Dossier Allegation: Trump has been providing information to Russian intelligence for at least five years. Steele reports that the Russian government “has been cultivating, supporting and assisting TRUMP for at least 5 years.” Steele cites four separate sources—two within the Russian government and two Russian emigres—that allege that Trump had been reporting on the comings and goings of Russian oligarchs with property in Trump buildings for at least five years.

  • Subsequent Reporting: No reporting specifically validates this claim. However, Reuters has reported that “members of the Russian elite have invested in Trump buildings,” and Trump has a questionable history when it comes to surveillance. In June 2016, BuzzFeed reported that, during the 2000s, Trump had a special telephone installed in his bedroom at Mar-a-Lago that enabled him to listen in on phone calls made on the club’s landlines. Multiple Trump associates also told The Washington Post that Trump frequently records his phone conversations. Additionally, it is widely known that the Kremlin seeks to keep tabs on Russian oligarchs and business elites.
  • Moscow Project assessment: Unverified

Dossier Allegation: The Russian government has compromising video of an encounter between Trump and Russian prostitutes. According to the Dossier, Russia sought to “exploit TRUMP’s personal obsessions and sexual perversion to obtain suitable ‘kompromat’ (compromising material) on him” involving prostitutes “defiling the bed where [the Obamas] had slept” on a previous trip to Russia.

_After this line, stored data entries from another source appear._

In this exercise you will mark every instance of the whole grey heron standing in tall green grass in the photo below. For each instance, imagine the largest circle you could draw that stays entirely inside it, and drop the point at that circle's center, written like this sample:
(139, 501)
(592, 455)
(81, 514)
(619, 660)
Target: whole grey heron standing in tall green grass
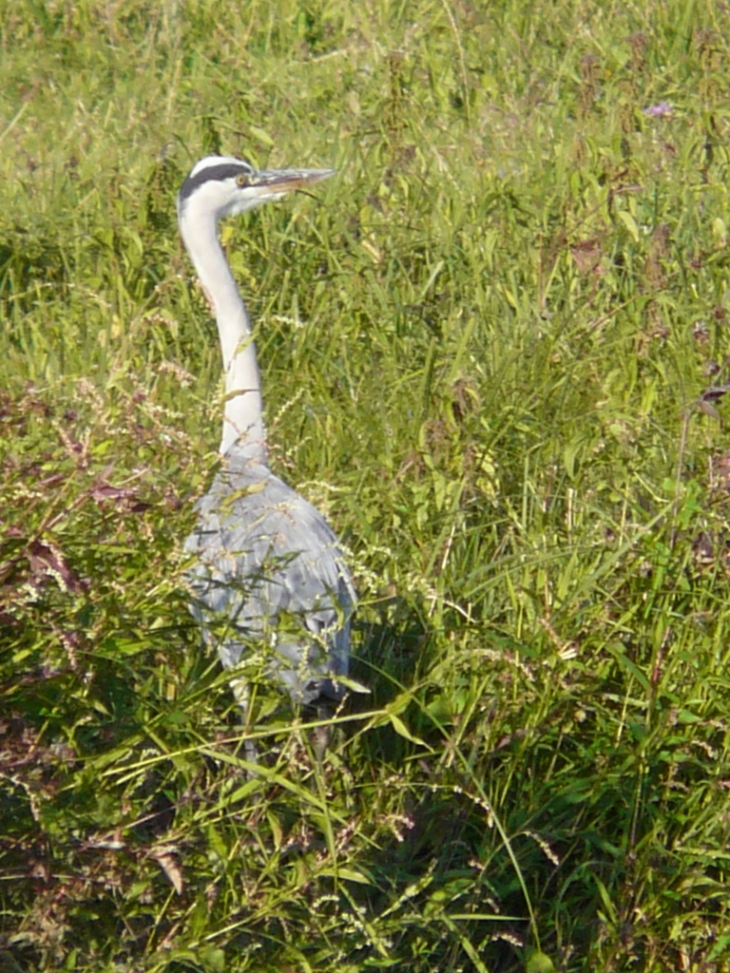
(268, 575)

  • Subsequent Reporting: No reporting specifically validates this claim. However, acquiring kompromat on powerful and wealthy figures, especially foreigners, is a common Russian tactic. Trump’s personal bodyguard Keith Schiller testified to Congress that, while Trump was in Moscow in 2013, a Russian offered to “send five women” to Trump’s hotel room, but that Schiller rejected the offer. The Russian government is also known to create kompromat, sometimes of a sexual nature, on American government officials and businesspeople. Sergei Millian, who has been reported to be source D in the Dossier, told ABC’s Brian Ross that Trump “likes Russia because he likes beautiful Russian ladies.”
  • Moscow Project assessment: Unverified.